The safety of our nation’s highways depends upon the highly trained and experienced men and women who operate commercial motor vehicles. Our public roads are their workplaces, and arguably no one has more interest in promoting the highest possible standards of safety. Yet under current federal regulations, an individual stands to have his or her commercial drivers license (CDL) revoked or suspended based on traffic violations that occur during operation of a personal car or other non-commercial vehicle. Commercial drivers are further denied the opportunity to clear violations from their record by attending driving school, and are prohibited from obtaining provisional licenses. These new disqualification standards, which went into effect on October 1, 2005, are extremely unfair to the skilled operators whose livelihood, and lives, hinges on driving safely on the job.
In the Motor Carrier Safety Improvement Act of 1999 (MCSIA), Congress required the Federal Motor Carrier Safety Administration (FMCSA) to apply penalties for certain serious offenses in a personal vehicle against an individual’s CDL. Under the rules now in effect, a driver will have his or her CDL suspended for 60 days following a second conviction of a serious traffic offense while driving his or her own car within a three-year period, if the convictions result in state revocation of the individual’s personal driver’s license. A third conviction within three years will result in a suspension of 120 days. Serious violations include speeding excessively (15 miles per hour over the speed limit in most states), driving recklessly, erratic lane changes and following another vehicle too closely.
TTD and our affiliated unions worked to stop the implementation of the new standards and petitioned FMCSA to alter the most severe provisions of the proposed rule.
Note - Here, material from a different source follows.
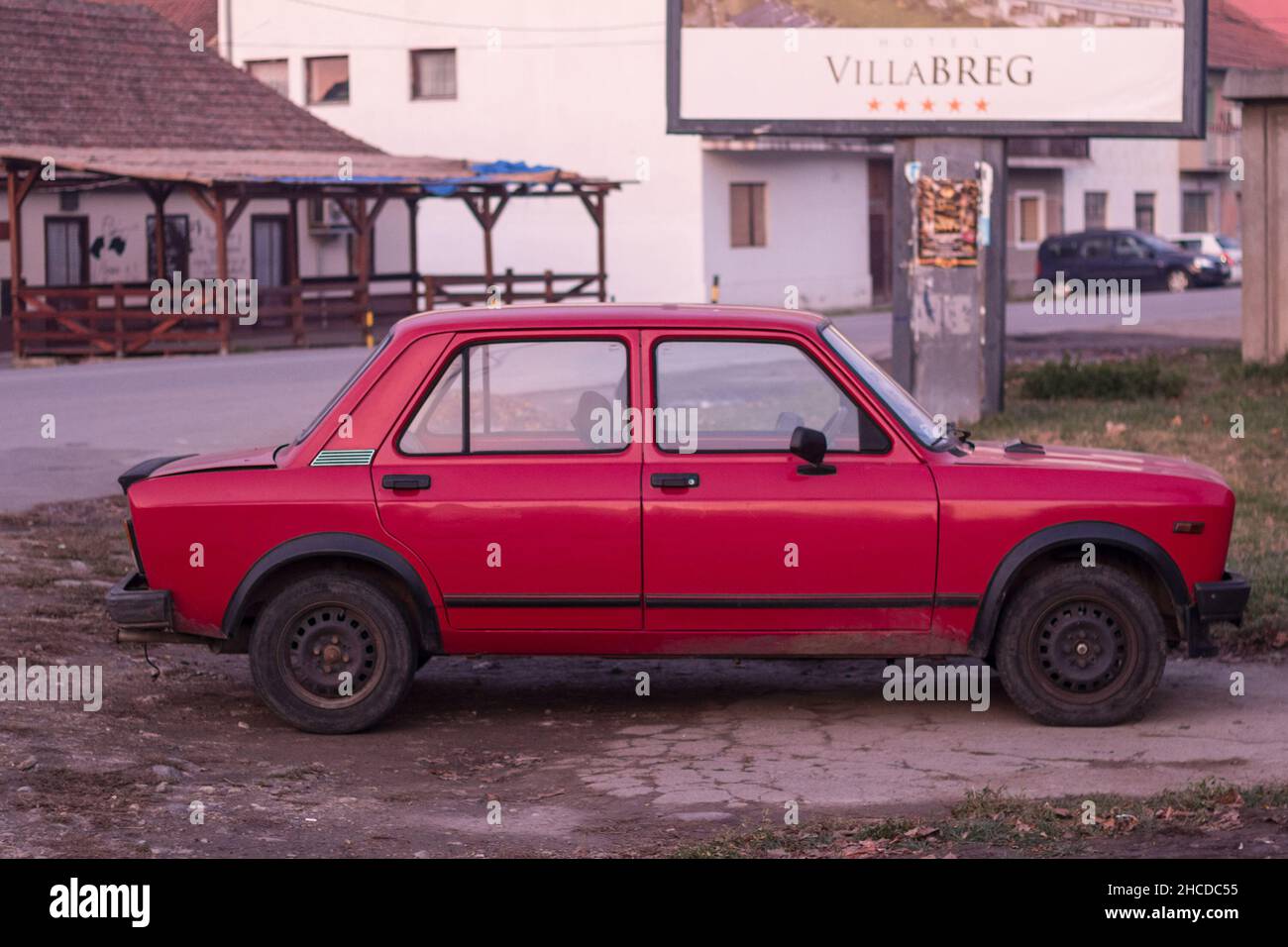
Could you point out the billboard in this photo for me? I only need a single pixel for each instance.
(936, 67)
Even though the agency adopted some of transportation labor’s suggested revisions, the penalties currently enforced by FMCSA remain harsh. These standards are discriminatory as they subject CDL holders to a different standard than other licensed professionals, who do not run the risk of losing their job as a result of offenses such as speeding.
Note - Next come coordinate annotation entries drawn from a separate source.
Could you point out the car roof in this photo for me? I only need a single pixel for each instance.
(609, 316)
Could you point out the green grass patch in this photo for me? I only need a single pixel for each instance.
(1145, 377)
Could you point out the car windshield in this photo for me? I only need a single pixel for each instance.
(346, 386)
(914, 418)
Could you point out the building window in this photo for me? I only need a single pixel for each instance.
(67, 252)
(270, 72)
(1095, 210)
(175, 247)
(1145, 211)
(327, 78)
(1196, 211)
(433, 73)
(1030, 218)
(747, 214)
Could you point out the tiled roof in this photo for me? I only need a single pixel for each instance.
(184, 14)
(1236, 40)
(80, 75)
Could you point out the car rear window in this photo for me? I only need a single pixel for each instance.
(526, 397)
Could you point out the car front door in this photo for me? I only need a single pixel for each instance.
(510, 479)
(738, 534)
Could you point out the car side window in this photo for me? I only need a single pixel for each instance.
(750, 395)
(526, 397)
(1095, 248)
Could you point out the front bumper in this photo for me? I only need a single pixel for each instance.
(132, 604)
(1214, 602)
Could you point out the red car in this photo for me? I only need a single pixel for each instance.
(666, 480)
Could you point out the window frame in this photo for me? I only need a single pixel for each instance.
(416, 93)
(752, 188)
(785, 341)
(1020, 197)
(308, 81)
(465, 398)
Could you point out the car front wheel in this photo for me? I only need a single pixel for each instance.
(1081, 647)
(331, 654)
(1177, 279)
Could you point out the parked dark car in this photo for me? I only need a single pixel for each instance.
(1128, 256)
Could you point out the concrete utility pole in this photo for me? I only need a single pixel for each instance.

Despite this fact, transportation workers who hold CDLs are aware of the new rules and are dealing with the reality of the disqualification standards. Yet serious disparities in treatment of CDL holders exist above and beyond the particular disqualification violations. First, unlike non-commercial drivers, CDL holders are prohibited from entering into a state-approved diversion program or driving school to clear traffic violations from their record – and maintain their job. During debate on MCSIA, there was no discussion of eliminating the option of driving school or other rehabilitation methods to allow CDL holders to regain their livelihoods. Clearly, education and training are important factors in improving highway safety and removing these options for CDL holders who have committed violations is excessive and goes beyond the intent of the law.
Second, under the revised rules, states can no longer issue a provisional or hardship license to CDL holders who have had their personal license or driving privileges revoked or suspended. This is aggravated by the fact that drivers in many states face long delays in the courts when challenging citations and violations. As drivers are caught up in delays or are disqualified, they will only be replaced on the road by less experienced drivers.
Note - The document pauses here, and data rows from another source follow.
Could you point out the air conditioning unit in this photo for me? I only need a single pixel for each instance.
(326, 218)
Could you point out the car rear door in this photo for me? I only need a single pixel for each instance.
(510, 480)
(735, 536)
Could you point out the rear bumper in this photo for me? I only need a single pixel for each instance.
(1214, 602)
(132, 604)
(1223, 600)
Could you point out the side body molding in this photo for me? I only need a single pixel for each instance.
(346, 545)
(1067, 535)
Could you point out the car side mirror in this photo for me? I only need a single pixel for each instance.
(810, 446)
Finally, traffic violations that drivers incur in a personal vehicle outside of their home state can create unintended consequences. One of the changes that transportation labor urged during the rulemaking process was that a driver would only be disqualified for a conviction if the offense warranted revocation or suspension, as determined by the state issuing the license. As a result, the type of violation that warrants revocation of a personal license varies by state. In order to not disqualify a driver unnecessarily, traffic violations received by a CDL holder outside of his or her home state should be carefully evaluated to ensure that the violation would actually count towards a disqualification in his or her state of residence.
In response to these discriminatory standards, Representative Neil Abercrombie (D-HI) introduced H.R. 3725. While the bill does not attempt to change FMCSA’s existing disqualification standards or undermine the intent of MCSIA, it would prohibit FMCSA from enforcing regulations that directly or indirectly prohibit a CDL holder from participating in a driving school in the disposition of a traffic violation. It would also allow a state to issue provisional licenses to commercial drivers. We urge support for the Abercrombie bill, which offers a common sense, narrow solution to ensure fairness in the implementation of the new commercial drivers license standards.
Transportation labor believes strongly in promoting and enhancing the safety of our nation’s highways and protecting the traveling public. The commercial drivers represented by our affiliated unions are some of the most experienced, best trained, and safest drivers in their respective industries. Ensuring that these drivers do not unnecessarily lose their job, and providing them an option of education and training, is a step forward for safety.